So you use logging. We all do — after being taught to log and not to print.

What is usually tracked in a log? Logs track events: API requests, file uploads/downloads, start and end of large subroutines, triggers, and, of course, errors with tracebacks; sometimes also progress indicators for heavy operations.

That is how logs work in practice.

What is a good log, anyway?

At first glance, a log is a chronological record of events in a system. From this perspective, a “good” log should contain everything — there is rarely a clear convention for what should not be logged (aside from obvious things like credentials).

I disagree with this approach and, more broadly, with dumping a ton of information in logs. The result is bloated log files that won’t help in almost any scenario. In large distributed systems, logs can grow so large that processing them becomes too slow.

Common suggestion is to tune logging filters, assuming one can identify which parts generate redundant logs. I could imagine logging being automatically reduced if, for example, no one used a particular type of log entries for a week. I don’t think anyone has yet implemented tooling able to confirm that specific log records were not used in post-analysis.

There are three common scenarios where we rely on log files:

  • initial development
    • logging is helpful here: essentially print-debugging but maxed out. Once the implementation is confirmed, most logging can be removed (or downgraded to debug or info)
  • large jobs: verifying that the system is not stuck and is making progress
    • a rolling log of the last 1k lines is sufficient
  • post-incident analysis

The last case is both the most valuable and the most painful. We hope logs will answer “why did this fail?” and “what exactly happened.” In practice, logs are often poor at revealing root causes, which leads to stuffing every message with context — because reconstructing history from output produced by hundreds or thousands of processes is hard.

Log level suggestions

Debates what should be TRACE/DEBUG/INFO/WARN/ERROR/FATAL are as old as log levels themselves. One popular framing is: FATAL means “wake an admin at midnight”, ERROR means “needs investigation, but not immediately”, and so on.
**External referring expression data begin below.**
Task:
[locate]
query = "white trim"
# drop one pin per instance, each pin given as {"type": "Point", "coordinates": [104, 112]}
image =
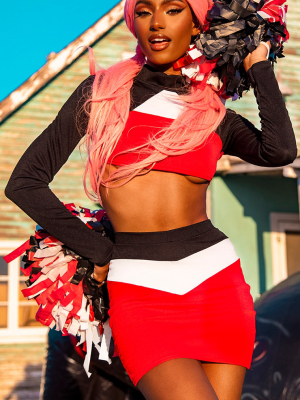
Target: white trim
{"type": "Point", "coordinates": [280, 223]}
{"type": "Point", "coordinates": [164, 104]}
{"type": "Point", "coordinates": [167, 275]}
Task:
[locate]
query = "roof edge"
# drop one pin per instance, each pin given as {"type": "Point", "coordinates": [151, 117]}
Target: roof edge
{"type": "Point", "coordinates": [60, 61]}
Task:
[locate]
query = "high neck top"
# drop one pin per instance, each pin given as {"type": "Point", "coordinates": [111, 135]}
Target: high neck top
{"type": "Point", "coordinates": [151, 77]}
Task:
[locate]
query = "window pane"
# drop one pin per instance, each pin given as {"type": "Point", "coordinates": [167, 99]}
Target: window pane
{"type": "Point", "coordinates": [3, 317]}
{"type": "Point", "coordinates": [3, 266]}
{"type": "Point", "coordinates": [27, 316]}
{"type": "Point", "coordinates": [3, 291]}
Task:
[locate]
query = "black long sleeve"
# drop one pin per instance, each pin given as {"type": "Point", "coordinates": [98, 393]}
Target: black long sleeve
{"type": "Point", "coordinates": [28, 186]}
{"type": "Point", "coordinates": [273, 145]}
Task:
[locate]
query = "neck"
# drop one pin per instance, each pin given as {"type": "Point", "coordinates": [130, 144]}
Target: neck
{"type": "Point", "coordinates": [167, 69]}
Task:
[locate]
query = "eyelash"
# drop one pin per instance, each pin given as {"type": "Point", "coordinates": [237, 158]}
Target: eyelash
{"type": "Point", "coordinates": [174, 10]}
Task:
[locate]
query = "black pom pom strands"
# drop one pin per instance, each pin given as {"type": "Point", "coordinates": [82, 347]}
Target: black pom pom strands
{"type": "Point", "coordinates": [235, 29]}
{"type": "Point", "coordinates": [62, 284]}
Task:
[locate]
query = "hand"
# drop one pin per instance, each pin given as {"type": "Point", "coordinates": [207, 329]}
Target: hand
{"type": "Point", "coordinates": [259, 54]}
{"type": "Point", "coordinates": [100, 273]}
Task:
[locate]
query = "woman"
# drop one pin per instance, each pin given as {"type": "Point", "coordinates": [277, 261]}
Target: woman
{"type": "Point", "coordinates": [181, 313]}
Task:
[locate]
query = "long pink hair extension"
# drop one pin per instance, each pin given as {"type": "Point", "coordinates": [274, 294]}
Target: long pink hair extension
{"type": "Point", "coordinates": [109, 111]}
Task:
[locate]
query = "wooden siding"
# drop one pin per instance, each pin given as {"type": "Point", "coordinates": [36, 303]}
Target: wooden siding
{"type": "Point", "coordinates": [23, 126]}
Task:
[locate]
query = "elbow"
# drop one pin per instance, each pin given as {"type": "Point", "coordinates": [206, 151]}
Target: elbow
{"type": "Point", "coordinates": [10, 191]}
{"type": "Point", "coordinates": [286, 156]}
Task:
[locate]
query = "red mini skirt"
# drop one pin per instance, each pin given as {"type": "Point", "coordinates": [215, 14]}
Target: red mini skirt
{"type": "Point", "coordinates": [179, 294]}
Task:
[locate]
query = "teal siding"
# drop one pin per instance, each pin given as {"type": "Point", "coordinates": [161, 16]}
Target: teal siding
{"type": "Point", "coordinates": [241, 207]}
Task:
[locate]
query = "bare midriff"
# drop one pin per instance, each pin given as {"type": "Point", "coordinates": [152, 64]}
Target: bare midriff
{"type": "Point", "coordinates": [156, 201]}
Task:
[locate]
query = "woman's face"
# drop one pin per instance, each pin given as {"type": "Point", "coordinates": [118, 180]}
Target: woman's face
{"type": "Point", "coordinates": [164, 29]}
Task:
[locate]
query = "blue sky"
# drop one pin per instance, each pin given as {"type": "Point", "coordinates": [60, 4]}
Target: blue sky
{"type": "Point", "coordinates": [31, 29]}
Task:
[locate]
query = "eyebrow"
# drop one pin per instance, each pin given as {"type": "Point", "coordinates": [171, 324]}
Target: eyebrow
{"type": "Point", "coordinates": [149, 2]}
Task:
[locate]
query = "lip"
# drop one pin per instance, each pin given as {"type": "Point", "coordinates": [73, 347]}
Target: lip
{"type": "Point", "coordinates": [159, 45]}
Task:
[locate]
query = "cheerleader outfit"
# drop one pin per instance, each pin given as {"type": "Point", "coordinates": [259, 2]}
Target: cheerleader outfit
{"type": "Point", "coordinates": [173, 294]}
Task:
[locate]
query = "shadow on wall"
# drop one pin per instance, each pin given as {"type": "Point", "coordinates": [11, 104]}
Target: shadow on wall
{"type": "Point", "coordinates": [65, 379]}
{"type": "Point", "coordinates": [259, 196]}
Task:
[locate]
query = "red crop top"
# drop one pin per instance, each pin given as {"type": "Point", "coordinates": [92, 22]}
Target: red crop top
{"type": "Point", "coordinates": [28, 187]}
{"type": "Point", "coordinates": [148, 118]}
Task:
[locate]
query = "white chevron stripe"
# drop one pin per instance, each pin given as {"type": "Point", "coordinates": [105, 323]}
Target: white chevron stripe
{"type": "Point", "coordinates": [164, 104]}
{"type": "Point", "coordinates": [178, 277]}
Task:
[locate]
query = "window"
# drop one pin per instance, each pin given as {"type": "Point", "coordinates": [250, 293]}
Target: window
{"type": "Point", "coordinates": [285, 243]}
{"type": "Point", "coordinates": [17, 314]}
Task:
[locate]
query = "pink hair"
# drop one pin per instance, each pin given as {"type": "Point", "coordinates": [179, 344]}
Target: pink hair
{"type": "Point", "coordinates": [110, 103]}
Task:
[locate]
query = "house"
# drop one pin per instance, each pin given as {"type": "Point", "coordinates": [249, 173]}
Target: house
{"type": "Point", "coordinates": [242, 198]}
{"type": "Point", "coordinates": [258, 208]}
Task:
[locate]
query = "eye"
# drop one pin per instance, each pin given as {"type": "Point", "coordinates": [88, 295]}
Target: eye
{"type": "Point", "coordinates": [142, 13]}
{"type": "Point", "coordinates": [175, 11]}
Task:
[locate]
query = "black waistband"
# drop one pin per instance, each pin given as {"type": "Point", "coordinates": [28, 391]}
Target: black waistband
{"type": "Point", "coordinates": [172, 235]}
{"type": "Point", "coordinates": [171, 245]}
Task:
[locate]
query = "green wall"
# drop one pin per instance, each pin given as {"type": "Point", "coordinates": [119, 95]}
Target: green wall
{"type": "Point", "coordinates": [241, 207]}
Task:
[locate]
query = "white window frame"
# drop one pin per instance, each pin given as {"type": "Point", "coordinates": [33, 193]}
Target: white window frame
{"type": "Point", "coordinates": [13, 333]}
{"type": "Point", "coordinates": [280, 224]}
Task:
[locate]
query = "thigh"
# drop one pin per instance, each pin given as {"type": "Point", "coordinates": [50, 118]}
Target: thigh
{"type": "Point", "coordinates": [226, 379]}
{"type": "Point", "coordinates": [177, 379]}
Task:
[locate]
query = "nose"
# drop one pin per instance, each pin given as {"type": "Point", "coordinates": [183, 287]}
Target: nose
{"type": "Point", "coordinates": [157, 22]}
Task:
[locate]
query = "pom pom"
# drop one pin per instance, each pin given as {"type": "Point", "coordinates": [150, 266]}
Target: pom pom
{"type": "Point", "coordinates": [61, 282]}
This sounds actionable, but it isn’t — logging systems lack essential context to make a call on important/not important.

What should an admin actually do when they see an error at midnight? What if the admin works for your client, not your company? What if you are the admin?

If code was just committed, shouldn’t the same error be more severe? If no one fixes it for a month, should its level be lowered automatically? Should deprecations be warn or info? (warn is noisy and info is easy to miss).

If an error is caused by invalid user input, should that be info? What if the person running the program is also the one providing the input — would it be helpful to assign highest level to message?

Finally, when a program crashes with a fatal error, do I want to see preceding warn entries? Absolutely. Do I want to see info entries? Very likely. Yet their presence depends entirely on configuration, not on the outcome.

Last, but not the least… I’ve never seen admins actually being awaken by logging. Either they are on shift if the system is critical, or there is a special handle not tied to logging.

More about trace and debug levels

I will not use trace for a library I don’t develop. The same applies to debug (and likely to info).

Fundamentally, developer-focused debugging and observability for downstream users are different use-cases. We try to handle both using the same logging system. There should be better tools for debugging than logging.

Logs for timing

Logging systems allow one to track time spent doing some operation. I don’t recommend doing so for two reasons: first, it is very noisy to keep timestamps in the log. Second, it is inconvenient to trace back why something is slow. Instead, entry in the log should appear only if code took more than expected, and this entry should contain all relevant information.

Eliot and causality in logs

Logging systems are surprisingly similar across languages and ecosystems, likely due to simplicity and inertia.

The idea of introducing causal relationships between log records appeared on my radar after Eliot, an unusual logging system by Itamar Turner-Trauring. Eliot’s tagline: “the logging system that tells you why it happened.”

The official documentation and examples are worth five minutes of your time:
https://eliot.readthedocs.io/en/stable/quickstart.html

In short: log entries are nested using context managers and explicit parent-child relationships. One log entry is written upon entrance to context manager, and one more on exit.

Analyzing logs means matching these relationships, and Eliot provides tooling to visualize logs as a tree. It also does not use log levels: everything is logged, and “filtering” happens later via observing tree.

Less is more: what I changed compared to Eliot’s approach

We should not log things that worked. If a job completes without exceptions or suspicious conditions, all I want to see is “job completed as expected.” Inputs and outputs shall be tracked — but not logs.

I see two practical approaches: one introduces a logging service that can automatically discard records once we no longer need them; the other keeps rich, multi-level logging context in memory until an error or noteworthy situation occurs.

The second approach is simpler, but with a drawback: if the process crashes, nothing is logged. Additionally, it requires preserving objects in logging context, and may misbehave if objects are mutable.

Because of simplicity (and efficiency), I chose the latter. I can come up with many “what if?”, but after more than a year in production, it works very well.

Log less, log only what requires your actions, and then you won’t need to set priorities like fatal/error/warn, etc.

I still keep more detailed logs, but they don’t meaningfully contribute to the debugging experience.



👋




Sidenotes: I don’t discuss here observability solutions that have an explicit (questionable) goal of tracking everything (like OpenTelemetry). These systems are designed with causality tracking — hardly avoidable due to sheer amount of information. I also should mention that in languages without GC keeping arbitraty context requires additional hassles.

There is also a lost benefit “you can configure logging just using configs” — critical for compiled third-party code, and not so much for your own code.

Update: Boris Tane argues for a similar (but more explicit) approach with “wide events”.